A decisão foi adotada após uma revisão técnica realizada pelas autoridades, que concluiu que atualmente não existem as condições necessárias para concretizar a transferência institucional sem colocar em risco a operação das áreas protegidas e o trabalho desenvolvido por centenas de funcionários e guarda-parques em todo o país.

Do Executivo, sinalizaram que durante a análise foram detectadas diversas lacunas relacionadas à estrutura organizacional, à dotação de equipes regionais e ao planejamento orçamentário, aspectos considerados fundamentais para assegurar o funcionamento do novo serviço.

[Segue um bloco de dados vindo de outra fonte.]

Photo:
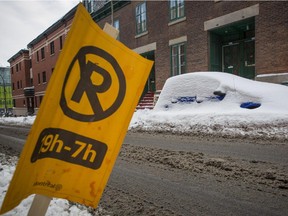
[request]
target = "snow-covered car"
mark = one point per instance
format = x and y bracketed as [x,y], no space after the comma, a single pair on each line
[219,92]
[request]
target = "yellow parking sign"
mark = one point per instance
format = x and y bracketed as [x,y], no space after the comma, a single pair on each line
[83,119]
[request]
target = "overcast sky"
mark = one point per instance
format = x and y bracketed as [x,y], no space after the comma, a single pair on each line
[21,21]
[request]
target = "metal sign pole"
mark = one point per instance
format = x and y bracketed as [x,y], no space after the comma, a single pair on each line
[41,203]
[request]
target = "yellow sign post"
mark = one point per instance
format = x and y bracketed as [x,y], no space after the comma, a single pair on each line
[83,119]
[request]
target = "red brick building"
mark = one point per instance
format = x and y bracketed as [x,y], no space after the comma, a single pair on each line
[20,69]
[247,38]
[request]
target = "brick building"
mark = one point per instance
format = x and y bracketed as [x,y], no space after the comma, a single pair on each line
[247,38]
[5,91]
[20,68]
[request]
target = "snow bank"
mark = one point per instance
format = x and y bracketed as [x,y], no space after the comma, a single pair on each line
[199,93]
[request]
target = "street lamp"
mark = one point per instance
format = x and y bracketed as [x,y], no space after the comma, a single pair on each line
[5,104]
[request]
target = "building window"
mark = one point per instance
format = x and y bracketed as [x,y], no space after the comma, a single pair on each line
[37,55]
[44,77]
[52,51]
[176,9]
[42,53]
[178,59]
[141,18]
[61,42]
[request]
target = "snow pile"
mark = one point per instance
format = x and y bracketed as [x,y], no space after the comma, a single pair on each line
[209,103]
[220,93]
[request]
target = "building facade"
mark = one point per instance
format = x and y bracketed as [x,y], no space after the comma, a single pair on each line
[20,69]
[6,103]
[245,38]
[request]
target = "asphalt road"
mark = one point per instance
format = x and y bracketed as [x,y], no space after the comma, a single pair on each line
[176,175]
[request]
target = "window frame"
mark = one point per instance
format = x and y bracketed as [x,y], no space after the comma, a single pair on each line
[44,77]
[177,9]
[52,48]
[180,68]
[61,42]
[142,18]
[42,50]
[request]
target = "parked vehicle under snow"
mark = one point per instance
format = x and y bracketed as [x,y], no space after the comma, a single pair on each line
[220,92]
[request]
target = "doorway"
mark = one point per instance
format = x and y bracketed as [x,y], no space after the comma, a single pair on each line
[232,49]
[150,85]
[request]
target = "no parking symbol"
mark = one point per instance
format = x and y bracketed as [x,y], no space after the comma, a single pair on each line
[86,85]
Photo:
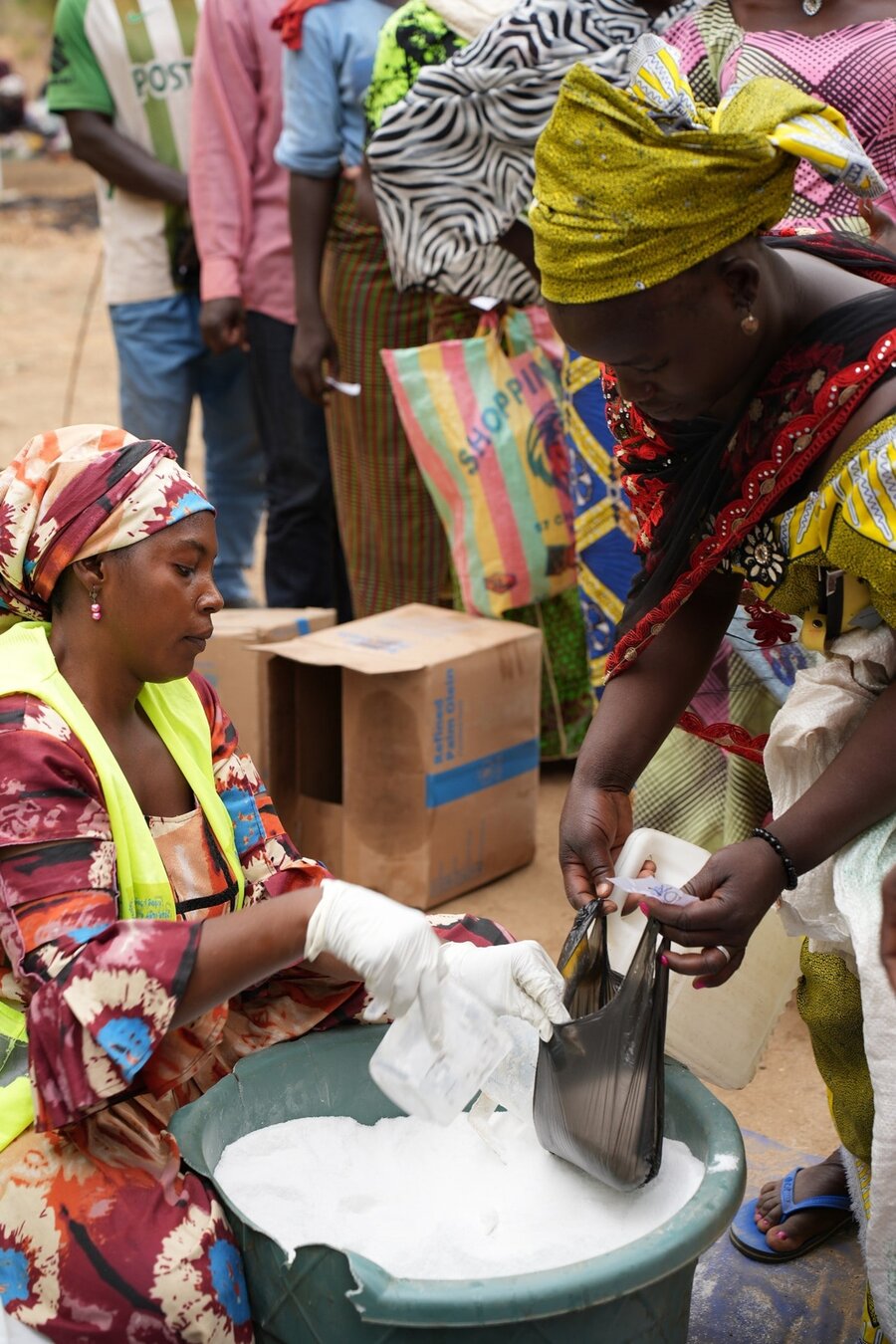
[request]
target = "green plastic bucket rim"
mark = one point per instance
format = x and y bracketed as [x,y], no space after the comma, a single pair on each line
[669,1247]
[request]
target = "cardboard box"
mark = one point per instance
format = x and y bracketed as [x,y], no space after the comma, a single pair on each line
[238,668]
[404,749]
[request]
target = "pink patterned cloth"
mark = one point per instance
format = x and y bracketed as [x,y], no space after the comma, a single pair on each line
[853,69]
[238,195]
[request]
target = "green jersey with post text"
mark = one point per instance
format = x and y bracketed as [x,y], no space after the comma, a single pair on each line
[131,61]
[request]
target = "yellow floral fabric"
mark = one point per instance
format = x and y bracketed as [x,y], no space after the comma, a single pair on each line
[635,187]
[848,523]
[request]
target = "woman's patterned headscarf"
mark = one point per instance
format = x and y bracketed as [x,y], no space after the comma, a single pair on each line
[78,492]
[633,187]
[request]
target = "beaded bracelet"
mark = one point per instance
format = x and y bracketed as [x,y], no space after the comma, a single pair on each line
[790,871]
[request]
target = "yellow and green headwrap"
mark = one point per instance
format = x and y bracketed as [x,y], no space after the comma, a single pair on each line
[637,185]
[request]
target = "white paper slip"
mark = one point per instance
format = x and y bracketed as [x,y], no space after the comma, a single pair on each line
[349,388]
[650,887]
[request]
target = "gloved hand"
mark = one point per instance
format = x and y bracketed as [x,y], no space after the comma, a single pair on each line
[391,948]
[518,979]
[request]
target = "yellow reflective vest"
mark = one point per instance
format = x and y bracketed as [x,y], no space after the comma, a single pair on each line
[27,667]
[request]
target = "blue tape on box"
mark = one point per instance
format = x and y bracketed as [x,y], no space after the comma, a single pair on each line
[474,776]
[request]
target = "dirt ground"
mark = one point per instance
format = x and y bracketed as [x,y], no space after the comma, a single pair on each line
[58,365]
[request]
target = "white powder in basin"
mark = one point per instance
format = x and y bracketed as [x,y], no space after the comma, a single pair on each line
[430,1202]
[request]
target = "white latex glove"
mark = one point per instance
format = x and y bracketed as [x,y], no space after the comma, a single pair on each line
[518,979]
[391,948]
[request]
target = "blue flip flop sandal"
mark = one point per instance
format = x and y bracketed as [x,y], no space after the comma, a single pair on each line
[750,1240]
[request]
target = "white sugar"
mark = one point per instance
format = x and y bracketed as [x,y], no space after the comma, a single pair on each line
[430,1202]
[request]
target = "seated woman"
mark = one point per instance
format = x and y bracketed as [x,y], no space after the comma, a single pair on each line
[754,405]
[156,921]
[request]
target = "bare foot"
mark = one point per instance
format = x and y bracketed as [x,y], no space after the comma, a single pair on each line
[825,1178]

Como consequência desses antecedentes, o Governo instruiu a realização de um sumário administrativo e encaminhou as informações coletadas à Controladoria-Geral da República para determinar eventuais responsabilidades na preparação do processo.

A medida tem especial relevância para o setor florestal e de conservação, considerando que a Conaf tem sido historicamente a instituição encarregada de administrar o Sistema Nacional de Áreas Silvestres Protegidas do Estado, que reúne parques nacionais, reservas e monumentos naturais distribuídos em todo o território nacional.

O diretor do SBAP, Tomás Saratscheff, explicou que o adiamento permitirá desenvolver um trabalho mais sólido de implementação, fortalecendo a coordenação entre ambas as instituições e estabelecendo mecanismos que assegurem uma transição ordenada.

Entre as ações previstas, contempla-se a criação de uma unidade especializada para conduzir o processo de transferência, a mobilização de equipes técnicas nas regiões e a revisão dos aspectos operacionais que ainda apresentam fragilidades.

A decisão busca evitar interrupções na gestão das áreas protegidas, resguardar a continuidade dos programas de conservação e assegurar que a nova institucionalidade conte com as capacidades necessárias para enfrentar os desafios de proteção da biodiversidade do país.

Com este novo calendário, o Governo espera consolidar uma transição gradual para o SBAP, assegurando que a futura administração das áreas protegidas seja realizada sob padrões adequados de planejamento, financiamento e gestão pública.